Cast bullet (boolit, to differentiate from jacketed) is really the holy grail. Unlimited barrel life and tremendous potential for experimentation and tweaking. With correct lube and alloy, velocities can rival jacketed. For hunting the penetration is better from hardcast than anything other than a solid. Much history of precision shooting w/cast bullets.

Owning a decent mold or two gives you options you don't have otherwise. Many fine performing powders with cast loads aren't in great demand by most, so may still be on the shelves. Many cast shooters also report that their barrels perform better with jacketed bullets if they've been "seasoned" by cast boolits. Brass also lasts forever...
 
The throat of a 7mm WSM is sort of like the rear tires on a ZO6 Corvette. You don't really expect them to last long. Front tires either.

But if I was hell bent on shooting that cartridge and wanted to get as many rounds as I could out of the tube here would be my approach.

First. Once the bbl was fitted and chambered, have it salt bath nitrided (hardened).

Next, use your bore scope to keep an eye on the condition of the throat. At what rate is the steel beginning to crack.

Third, use a lapping paste to keep the throat as smooth as possible.

Last, shoot light wt. bullets with a short bearing surface. Less heat/time generated in the throat of the bbl. The problem there is that light bullets and LR usually don't appear in the same sentence.

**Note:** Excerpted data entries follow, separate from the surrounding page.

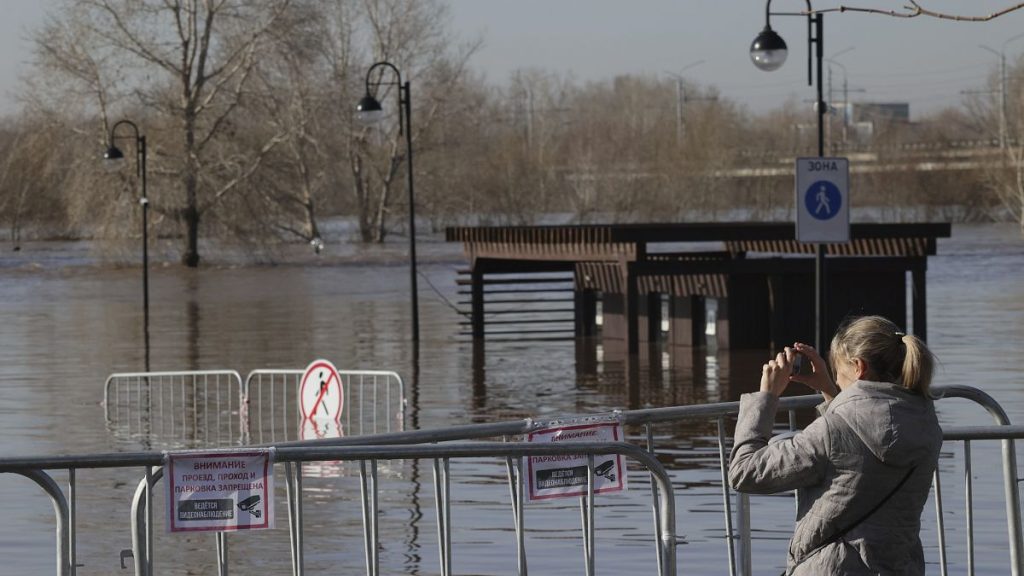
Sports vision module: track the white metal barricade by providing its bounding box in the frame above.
[103,370,248,447]
[245,370,406,444]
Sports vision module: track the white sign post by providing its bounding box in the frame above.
[796,158,850,243]
[299,360,345,422]
[164,448,273,532]
[523,422,626,500]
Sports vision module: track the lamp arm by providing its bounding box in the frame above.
[111,120,139,143]
[367,60,401,94]
[367,60,411,134]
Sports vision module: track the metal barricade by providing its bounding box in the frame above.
[245,370,406,444]
[14,386,1024,575]
[0,442,676,576]
[103,370,248,448]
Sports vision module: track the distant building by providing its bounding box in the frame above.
[833,102,910,142]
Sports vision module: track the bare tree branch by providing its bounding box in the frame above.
[801,0,1024,22]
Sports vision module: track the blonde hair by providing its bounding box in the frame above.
[829,316,935,396]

That is probably the best you can do.

A friend who shot F-Open had a custom 7mm WSSM shooting the Berger 180 VLDs and the bbl didn't make 700 rds before it was toast. So If I was going to "PLay" at shooting paper at LR, I would look to a cartridge that would give me more opportunity to shoot (more bbl life) and learn the game.

Just my thoughts.

Bob
 
Mike,
Is there some reason that binds you to a magnum? Do you already have the action or the bolt body?
Running it at 284 speeds doesn't get you the advantage of the magnum.
The F-Open team had a ruling that required team members to use a magnum case driving a 180 Berger at 2950 (I think that was the rule). Most of them had to buy new actions or new bolts. Brass had to be prepared, new powders tried, new primers, new dies. All for a slight increase in speed. It was a challenge (still is to some) to get the short mags to shoot as accurate as the 284s.
Some get 2500 rounds out of a 284 at 2850 (180 grain bullet) but only 700 with either of the short mags at 2950.
Run the numbers. At 2800 the wind drift is about 6.2 inches per mile per hour. The same bullet at 3000 has a drift of 5.6" We are talking about [normal]worst to [normal] best speed only being 3/4" drift difference. The question being is that 0.8" worth the barrel life?
If it is to you - build the magnum that you want.